What you do on Tor should only ever be done on Tor. Do not copy and paste from any software you’ve ever registered. Do not connect to your usual Gmail address. The webernet is a Darwinian hole, where people trade digital tracking favors on a regular basis. Mind you, when I’m asked by a supervisor to “track user so-and-so down,” I do a meh-level google and IP search, and tell them what I found. As long as you don’t connect to your usual sign in accounts using Tor, you should be fine. As long as you don’t copy and paste from software you’ve licensed or filled in contact information for, you’re fine. Otherwise, you could be screwed.
When working with account based systems always do it on a private network (i.e. home or business, not government subsidized, or owned by any of the entities you’re working against). You should start your session by creating disposable email accounts on tor, from a system/machine with nothing logged in (I’m looking at you chrome plugins).
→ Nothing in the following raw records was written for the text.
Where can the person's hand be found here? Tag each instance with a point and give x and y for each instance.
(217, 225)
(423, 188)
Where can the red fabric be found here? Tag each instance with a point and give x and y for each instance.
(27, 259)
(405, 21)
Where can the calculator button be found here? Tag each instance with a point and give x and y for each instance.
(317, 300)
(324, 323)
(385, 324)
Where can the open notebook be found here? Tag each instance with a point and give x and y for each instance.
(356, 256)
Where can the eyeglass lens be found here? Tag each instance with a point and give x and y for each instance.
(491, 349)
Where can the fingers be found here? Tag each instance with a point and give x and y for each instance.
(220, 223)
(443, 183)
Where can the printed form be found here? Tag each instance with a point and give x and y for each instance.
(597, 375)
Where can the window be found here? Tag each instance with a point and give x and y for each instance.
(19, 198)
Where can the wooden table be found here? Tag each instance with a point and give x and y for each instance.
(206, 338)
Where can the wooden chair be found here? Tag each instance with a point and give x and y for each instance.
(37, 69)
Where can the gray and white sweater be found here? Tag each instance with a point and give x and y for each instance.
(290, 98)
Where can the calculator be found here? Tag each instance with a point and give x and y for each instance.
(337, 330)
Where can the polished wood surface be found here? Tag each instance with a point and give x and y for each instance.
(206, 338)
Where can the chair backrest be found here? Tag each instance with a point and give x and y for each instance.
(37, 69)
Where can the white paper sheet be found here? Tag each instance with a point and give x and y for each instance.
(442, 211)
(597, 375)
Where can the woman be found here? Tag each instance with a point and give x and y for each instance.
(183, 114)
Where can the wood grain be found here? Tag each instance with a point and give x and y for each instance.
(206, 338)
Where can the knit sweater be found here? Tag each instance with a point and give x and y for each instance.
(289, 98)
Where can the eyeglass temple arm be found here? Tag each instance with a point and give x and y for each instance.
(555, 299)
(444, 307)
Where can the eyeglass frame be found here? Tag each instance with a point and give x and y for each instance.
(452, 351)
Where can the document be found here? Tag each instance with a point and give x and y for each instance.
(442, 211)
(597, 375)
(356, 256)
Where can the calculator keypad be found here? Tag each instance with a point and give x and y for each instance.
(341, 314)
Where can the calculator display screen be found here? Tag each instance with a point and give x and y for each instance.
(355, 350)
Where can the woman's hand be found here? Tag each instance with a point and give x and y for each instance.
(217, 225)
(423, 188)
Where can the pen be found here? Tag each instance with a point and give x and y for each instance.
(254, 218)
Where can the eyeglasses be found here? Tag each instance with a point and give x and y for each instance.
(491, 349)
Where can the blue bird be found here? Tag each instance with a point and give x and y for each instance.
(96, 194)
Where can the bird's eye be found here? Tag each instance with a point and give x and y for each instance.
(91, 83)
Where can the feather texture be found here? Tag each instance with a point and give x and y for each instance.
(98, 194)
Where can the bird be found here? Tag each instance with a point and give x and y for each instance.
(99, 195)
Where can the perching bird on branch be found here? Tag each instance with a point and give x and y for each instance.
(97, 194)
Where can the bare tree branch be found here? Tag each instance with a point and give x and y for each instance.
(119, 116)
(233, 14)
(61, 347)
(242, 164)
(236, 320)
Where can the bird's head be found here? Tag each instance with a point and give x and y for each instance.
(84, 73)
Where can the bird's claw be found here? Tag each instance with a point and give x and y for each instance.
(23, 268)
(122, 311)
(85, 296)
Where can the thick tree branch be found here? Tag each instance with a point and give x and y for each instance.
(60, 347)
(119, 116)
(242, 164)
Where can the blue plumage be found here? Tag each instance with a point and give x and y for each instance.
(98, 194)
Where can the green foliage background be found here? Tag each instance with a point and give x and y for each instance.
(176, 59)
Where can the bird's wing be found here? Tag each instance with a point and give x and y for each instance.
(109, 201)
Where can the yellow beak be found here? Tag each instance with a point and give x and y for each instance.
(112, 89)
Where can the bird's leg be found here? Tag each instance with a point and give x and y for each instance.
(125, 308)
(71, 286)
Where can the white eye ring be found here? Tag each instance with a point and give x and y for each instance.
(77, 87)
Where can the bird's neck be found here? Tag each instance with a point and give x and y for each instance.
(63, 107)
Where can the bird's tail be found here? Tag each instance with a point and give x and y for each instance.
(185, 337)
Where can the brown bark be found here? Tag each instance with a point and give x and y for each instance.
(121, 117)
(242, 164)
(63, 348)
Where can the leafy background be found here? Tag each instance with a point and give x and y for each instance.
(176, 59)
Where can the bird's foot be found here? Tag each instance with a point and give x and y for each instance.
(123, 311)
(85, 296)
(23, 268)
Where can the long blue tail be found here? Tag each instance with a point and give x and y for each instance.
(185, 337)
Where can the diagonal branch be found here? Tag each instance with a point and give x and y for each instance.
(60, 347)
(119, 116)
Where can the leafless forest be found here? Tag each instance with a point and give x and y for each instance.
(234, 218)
This can be done through gmail or Hotmail (GuerillaMail is typically blocked as an account creation mail bc of spam/hacking). This is now your tor email. Everything you create on tor should go through your tor mail. You should never use your tor mail when not on tor. Ever. Period. Never. Don’t even think about it.
You can now use this email to create accounts for other things. Here is a guide for anonymous blogging via Tor. The general rule of thumb: don’t use any nickname/handle/username that can be traced to you. Randomize all of your passwords and write them down on a piece of paper, with codewords for what they belong to. These steps should keep you safe in legal web activity.
If you’re going to do something that could be considered in a legal gray zone, or that someone might interpret as unlawful (i.e., they could find some grounds to sue you for funzies or bc you caused real damage), you should add an extra precaution: get that disguise out and head to the library. Follow all of the steps above on a public terminal (no Tor required), and enjoy yourself. Again, the disclaimer: this type of work is dangerous, and if you are poking a bear with a lot of fellow bears, some cubs, and a lot of honeypots, you will want to be sure that you have a defense fund and network to rely on when the shit hits the fan. It’s always a ‘when’ question, not an if question. Eric Holder announced back in 2014 that all Tor users “will not be treated as United States person, unless such person can be positively identified as such,” meaning once you’re on Tor, you have no constitutional rights. There are also rewards, like in Russia ($100,000, which is more insult than award), for the programmer who can create applications that consistently decode Tor exit relays. And, of course, the US can always just seize your computer under the patriot act (see above re: your citizenship on Tor).
So, there you have it. Now, you’re not going to be Legion with these beginning steps. But, now you a start to thinking about your anonymity in doing activism online. And remember, no amount of technology will ever replace good ol’ safety and solidarity.